Pashoian was 89 when he died May 26 in Melrose-Wakefield Hospital of complications from congestive heart failure. His affinity for continuity was as apparent at home as it was at work. He held one job his whole adult life. And except for a brief stint in the Army, he lived in Malden his entire life.
The list of those with whom he exchanged small talk could fill a set of encyclopedias. He greeted Ted Williams and Joe DiMaggio, fresh from the baseball diamond. Joseph Kennedy Sr. and his son John F. Kennedy passed through the door Pashoian held open, planning campaigns, perhaps. He welcomed the musical collaborators Richard Rodgers and Oscar Hammerstein II, too, and stepped nimbly aside when movie star Gene Autry rode his horse into the lobby. During a visit by Elizabeth Taylor, he carried her two dozen bags inside.

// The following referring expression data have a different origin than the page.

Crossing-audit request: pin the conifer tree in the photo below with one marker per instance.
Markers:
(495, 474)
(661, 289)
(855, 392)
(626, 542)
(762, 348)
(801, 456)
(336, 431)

Pashoian had his favorites, of course — chief among them his hero, Winston Churchill, who stayed at the Ritz in 1949 while in town to deliver a speech. He watched Churchill stand on the steps of a dining room staircase, flashing a V for victory with one hand, and clasping a cigar with the other. “Here I was, just in my early 20s, and I was seeing someone as famous as Churchill,” Pashoian told the Globe in 2013, on his last day as a doorman. “I was amazed.”